La chaleur et la sécheresse liées au changement climatique ont déjà réduit les rendements du maïs, du blé et du soja d'environ 20 milliards de dollars par an. Les chercheurs prévoient que ces pertes pourraient grimper en flèche pour dépasser 160 milliards de dollars par an d'ici 2100 dans un scénario d'émissions élevées. Les résultats ont été présentés lors de la réunion de l'Union européenne des géosciences à Vienne en mai.

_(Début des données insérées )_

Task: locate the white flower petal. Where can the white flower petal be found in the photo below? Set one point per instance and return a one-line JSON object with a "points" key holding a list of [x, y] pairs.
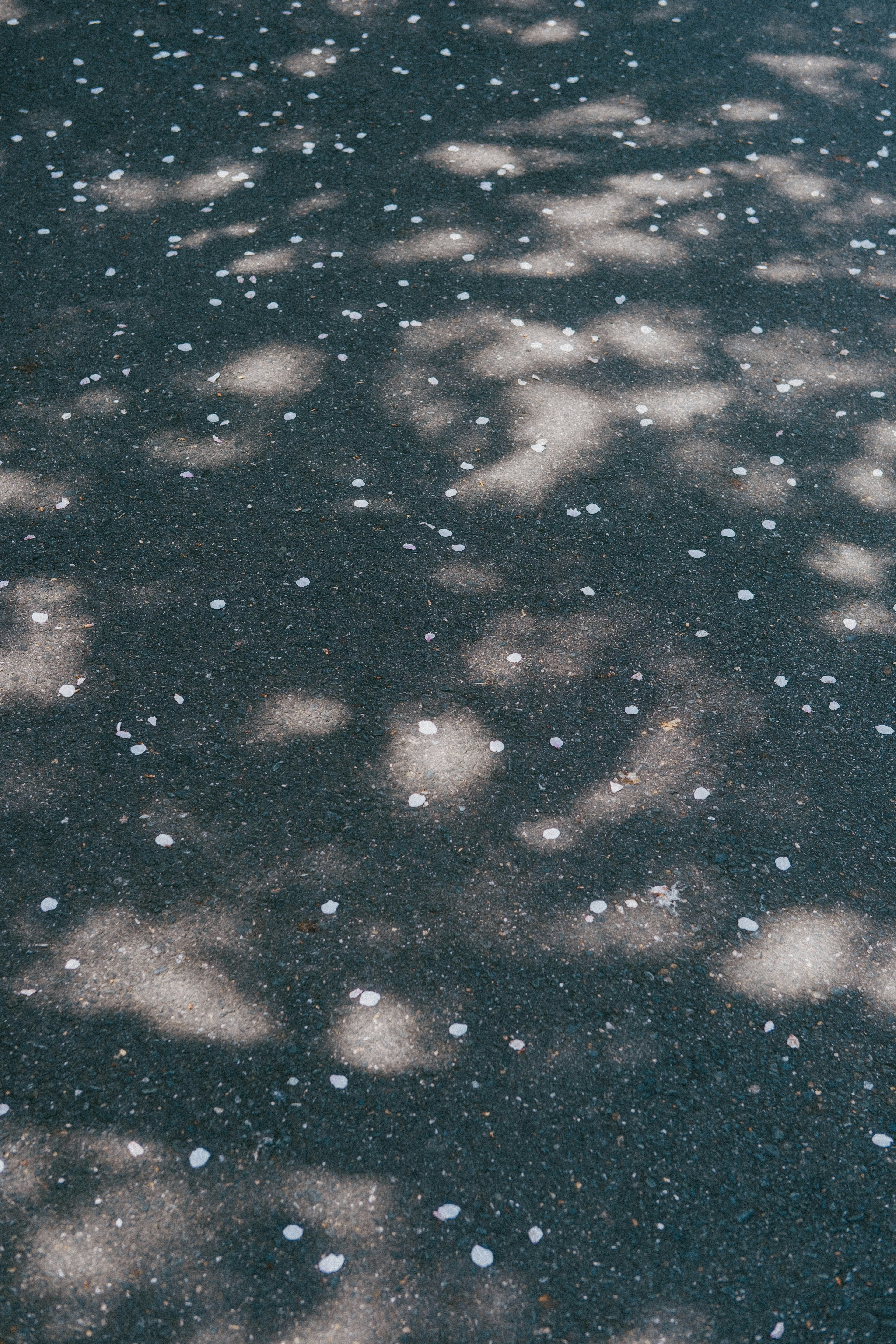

Une étude menée par Yi Ling Hwong et Kai Kornhuber à l'Institut international pour l'analyse des systèmes appliqués a utilisé des données historiques sur les rendements provenant de l'Organisation des Nations Unies pour l'alimentation et l'agriculture (FAO) ainsi que des relevés climatiques pour calculer ces effets. Elle a révélé une baisse de 3,5 % des rendements entre 2007 et 2019 par rapport à la période de référence 1974-2004, entraînant des pertes de production annuelles d'environ 855 millions de tonnes.
L'impact économique a été calculé à l'aide des données historiques sur les prix de la FAO. Les pertes devraient toucher le plus durement les grands producteurs comme les États-Unis en termes absolus, tandis que les pays à faible revenu, où l'agriculture emploie la majeure partie de la population, ressentiront les effets de manière plus aiguë.
Dans la trajectoire d'émissions élevées SSP3-7.0, les rendements mondiaux de ces trois cultures pourraient chuter d'environ 35 % d'ici 2100, faisant grimper les pertes financières annuelles au-delà de 161 milliards de dollars. Les chercheurs ont précisé que ces chiffres excluent d'autres impacts climatiques tels que les inondations et les tempêtes, et supposent une certaine adaptation de la part des agriculteurs.